Voters will elect three of the candidates in the April 2 general election.

“Our Lawrence coalition gets it,” said Morse, a Lawrence native and attorney who is also actively campaigning for passage of the bond issue. “I’ve heard them say over and over again, if you have friends and you have family in the rest of the state, contact them. Ask them to contact their legislators. Kansas has got to come together to put funding back to our state. That is absolutely our greatest challenge.”

“I do think that here in Lawrence, people really get it,” echoed Sanburn, the current board president who is also campaigning for the bond issue. “But in the state of Kansas, helping get that more broadly understood and wanting our public education to continue getting really good outcomes is going to be one of our greatest challenges.”

Adair and Byers agreed that securing more funding from the Kansas Legislature will be the biggest challenge facing the board.

But when asked how they would approach the possibility of cutting the district’s budget if funding from the state is reduced, the candidates offered few specifics. All of them, however, said they would seek input from the community about where to cut.

“If we do have to work with budget issues, I think talking to the stakeholders in the community, having the community as a whole advocate for better funding would be the answer,” said Adair, who formerly worked in the prekindergarten program at East Heights Early Learning Family Center and now co-owns Wicked Broadband, an Internet service provider in Lawrence.

“In my first four years on the board, unfortunately, Vanessa (Sanburn) and I did have to address this issue head-on,” said Byers, an assistant program administrator for the Kansas Department of Children and Families. “I really can’t tell you what I would or wouldn’t cut simply because it’s not a simple question. It’s a complicated question with a very complicated set of answers as to what things are there that you really can afford to cut (and) how each cut affects children.”
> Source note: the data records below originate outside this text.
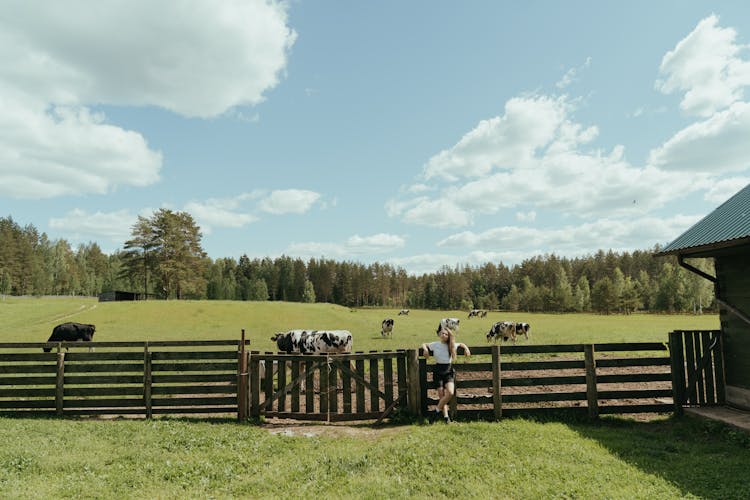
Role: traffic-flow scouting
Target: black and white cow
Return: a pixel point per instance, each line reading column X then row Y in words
column 523, row 328
column 449, row 323
column 314, row 341
column 503, row 330
column 71, row 332
column 386, row 328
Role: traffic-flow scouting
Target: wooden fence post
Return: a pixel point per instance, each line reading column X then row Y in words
column 242, row 385
column 412, row 373
column 497, row 397
column 677, row 364
column 60, row 382
column 592, row 397
column 147, row 380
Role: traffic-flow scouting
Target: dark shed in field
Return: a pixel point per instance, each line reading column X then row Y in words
column 724, row 235
column 118, row 295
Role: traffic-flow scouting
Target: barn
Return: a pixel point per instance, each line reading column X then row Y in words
column 724, row 236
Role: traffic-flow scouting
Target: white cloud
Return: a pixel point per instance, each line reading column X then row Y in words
column 284, row 201
column 80, row 226
column 717, row 144
column 353, row 247
column 220, row 212
column 617, row 234
column 706, row 66
column 57, row 60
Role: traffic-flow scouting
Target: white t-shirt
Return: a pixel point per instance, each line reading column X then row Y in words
column 440, row 351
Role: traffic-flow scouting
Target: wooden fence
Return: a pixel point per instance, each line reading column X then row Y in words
column 221, row 377
column 697, row 368
column 122, row 378
column 578, row 379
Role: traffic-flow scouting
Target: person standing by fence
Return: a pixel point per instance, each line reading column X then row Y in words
column 444, row 374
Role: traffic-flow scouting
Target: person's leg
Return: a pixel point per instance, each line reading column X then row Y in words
column 445, row 398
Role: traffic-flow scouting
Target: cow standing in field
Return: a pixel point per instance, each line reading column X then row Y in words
column 386, row 329
column 449, row 323
column 314, row 341
column 71, row 332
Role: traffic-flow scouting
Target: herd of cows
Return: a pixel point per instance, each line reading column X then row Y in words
column 318, row 341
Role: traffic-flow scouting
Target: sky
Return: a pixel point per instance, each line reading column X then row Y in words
column 420, row 134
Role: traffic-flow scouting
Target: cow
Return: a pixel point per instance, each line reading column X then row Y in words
column 449, row 323
column 314, row 341
column 71, row 332
column 386, row 328
column 502, row 330
column 523, row 328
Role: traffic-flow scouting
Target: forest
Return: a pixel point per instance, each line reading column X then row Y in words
column 164, row 260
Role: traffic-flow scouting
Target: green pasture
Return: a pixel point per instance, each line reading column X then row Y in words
column 32, row 320
column 522, row 459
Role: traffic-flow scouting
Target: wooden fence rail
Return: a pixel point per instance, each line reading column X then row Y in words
column 139, row 378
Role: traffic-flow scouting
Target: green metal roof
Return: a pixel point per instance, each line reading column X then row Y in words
column 725, row 227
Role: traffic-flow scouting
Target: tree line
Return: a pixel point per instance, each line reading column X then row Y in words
column 164, row 259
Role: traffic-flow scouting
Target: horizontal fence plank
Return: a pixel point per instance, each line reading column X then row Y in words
column 188, row 378
column 191, row 355
column 30, row 393
column 645, row 408
column 26, row 380
column 102, row 379
column 46, row 368
column 620, row 362
column 103, row 367
column 194, row 401
column 636, row 394
column 103, row 391
column 193, row 367
column 193, row 389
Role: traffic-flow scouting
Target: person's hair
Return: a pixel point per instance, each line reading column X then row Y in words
column 451, row 343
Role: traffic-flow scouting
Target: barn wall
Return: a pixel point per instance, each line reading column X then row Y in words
column 733, row 273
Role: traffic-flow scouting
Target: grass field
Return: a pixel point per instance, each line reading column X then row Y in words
column 32, row 320
column 173, row 458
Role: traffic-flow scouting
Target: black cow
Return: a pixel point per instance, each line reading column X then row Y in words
column 71, row 332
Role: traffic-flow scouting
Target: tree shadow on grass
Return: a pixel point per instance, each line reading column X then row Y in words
column 706, row 459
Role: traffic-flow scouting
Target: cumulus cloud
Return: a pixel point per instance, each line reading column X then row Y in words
column 353, row 247
column 58, row 61
column 285, row 201
column 80, row 225
column 707, row 66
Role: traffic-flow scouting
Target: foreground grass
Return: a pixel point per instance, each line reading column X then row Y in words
column 681, row 458
column 32, row 320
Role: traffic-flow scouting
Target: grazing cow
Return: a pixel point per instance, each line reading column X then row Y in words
column 449, row 323
column 71, row 332
column 523, row 328
column 386, row 328
column 314, row 341
column 502, row 330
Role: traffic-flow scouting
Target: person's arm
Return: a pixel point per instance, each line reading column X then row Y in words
column 425, row 350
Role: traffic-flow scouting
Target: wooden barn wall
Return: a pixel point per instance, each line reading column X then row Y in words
column 733, row 273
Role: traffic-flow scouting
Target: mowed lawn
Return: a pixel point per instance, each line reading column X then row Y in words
column 32, row 320
column 515, row 458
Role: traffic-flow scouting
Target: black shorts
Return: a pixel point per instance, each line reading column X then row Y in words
column 443, row 374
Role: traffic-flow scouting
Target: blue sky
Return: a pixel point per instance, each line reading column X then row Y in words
column 417, row 133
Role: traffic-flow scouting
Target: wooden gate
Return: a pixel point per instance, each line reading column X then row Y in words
column 697, row 367
column 327, row 387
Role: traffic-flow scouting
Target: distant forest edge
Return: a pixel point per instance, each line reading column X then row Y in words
column 165, row 260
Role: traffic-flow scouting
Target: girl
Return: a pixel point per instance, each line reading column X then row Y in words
column 444, row 351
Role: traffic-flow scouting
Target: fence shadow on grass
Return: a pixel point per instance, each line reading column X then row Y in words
column 704, row 459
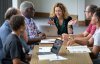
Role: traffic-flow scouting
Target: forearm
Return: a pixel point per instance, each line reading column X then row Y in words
column 30, row 41
column 80, row 42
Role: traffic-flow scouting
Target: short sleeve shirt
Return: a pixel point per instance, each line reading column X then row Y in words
column 91, row 29
column 13, row 49
column 96, row 37
column 31, row 28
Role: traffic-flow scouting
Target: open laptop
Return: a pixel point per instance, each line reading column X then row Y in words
column 49, row 30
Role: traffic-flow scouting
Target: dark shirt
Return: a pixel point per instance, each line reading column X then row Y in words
column 5, row 30
column 62, row 28
column 13, row 49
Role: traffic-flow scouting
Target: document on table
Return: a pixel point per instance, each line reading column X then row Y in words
column 78, row 49
column 42, row 49
column 45, row 49
column 51, row 57
column 48, row 41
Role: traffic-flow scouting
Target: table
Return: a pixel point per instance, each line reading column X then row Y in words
column 73, row 58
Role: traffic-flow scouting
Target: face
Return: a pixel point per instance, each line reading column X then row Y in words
column 58, row 12
column 94, row 20
column 88, row 13
column 31, row 12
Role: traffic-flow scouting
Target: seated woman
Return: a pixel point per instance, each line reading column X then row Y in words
column 60, row 18
column 95, row 39
column 13, row 49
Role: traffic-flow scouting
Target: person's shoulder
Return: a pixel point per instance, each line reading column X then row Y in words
column 68, row 18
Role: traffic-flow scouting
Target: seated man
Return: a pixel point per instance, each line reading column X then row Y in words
column 5, row 29
column 13, row 49
column 85, row 36
column 34, row 35
column 94, row 41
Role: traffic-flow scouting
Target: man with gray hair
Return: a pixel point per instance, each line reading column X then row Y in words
column 28, row 11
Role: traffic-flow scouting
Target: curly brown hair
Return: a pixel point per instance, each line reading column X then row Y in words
column 62, row 7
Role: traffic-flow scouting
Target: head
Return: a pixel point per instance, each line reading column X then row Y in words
column 10, row 12
column 27, row 9
column 18, row 24
column 59, row 10
column 96, row 17
column 90, row 10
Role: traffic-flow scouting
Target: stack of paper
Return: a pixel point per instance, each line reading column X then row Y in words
column 51, row 57
column 78, row 49
column 48, row 41
column 45, row 49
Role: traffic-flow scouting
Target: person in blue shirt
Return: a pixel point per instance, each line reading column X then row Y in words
column 5, row 29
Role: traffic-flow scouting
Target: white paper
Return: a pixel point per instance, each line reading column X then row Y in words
column 48, row 41
column 45, row 49
column 78, row 49
column 51, row 57
column 30, row 52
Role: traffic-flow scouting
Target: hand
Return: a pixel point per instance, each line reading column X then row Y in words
column 42, row 35
column 25, row 36
column 51, row 22
column 70, row 42
column 72, row 22
column 65, row 37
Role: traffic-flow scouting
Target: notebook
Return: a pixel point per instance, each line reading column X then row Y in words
column 49, row 30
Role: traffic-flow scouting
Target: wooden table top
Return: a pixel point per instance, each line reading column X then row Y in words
column 73, row 58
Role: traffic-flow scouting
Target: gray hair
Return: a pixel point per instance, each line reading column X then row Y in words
column 26, row 4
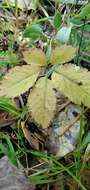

One of the few questions that brought out different answers from the candidates dealt with a hypothetical issue: What new programs or curricula would each like to start if the district had enough money to do so?

Adair said she would advocate for a program in child nutrition.

Sanburn, who also serves on the Community Mercantile Education Foundation board, said she would like to expand the district’s nutrition program by hiring paid staff to expand the school food gardens and the farm-to-school program.

But Byers and Morse both said they support expanding career and technical education, which is one element of the school district’s upcoming bond proposal.

When asked whether they would support the teaching of evolution and creationism side-by-side in classrooms, Byers was the only candidate who hesitated in giving a definitive answer.

“I would approach it gingerly, which is the way I do with my mom,” Byers said. In the end, though, he said, “the biblical aspect is better taught by the church.”

All three of the other candidates gave an unqualified “no” to teaching creationism side-by-side with evolution in science classes, but said they would be comfortable teaching it as part of a religious studies class.

The forum was sponsored by the Voter Education Coalition, a nonpartisan collaboration of 15 community organizations and businesses including the Journal-World.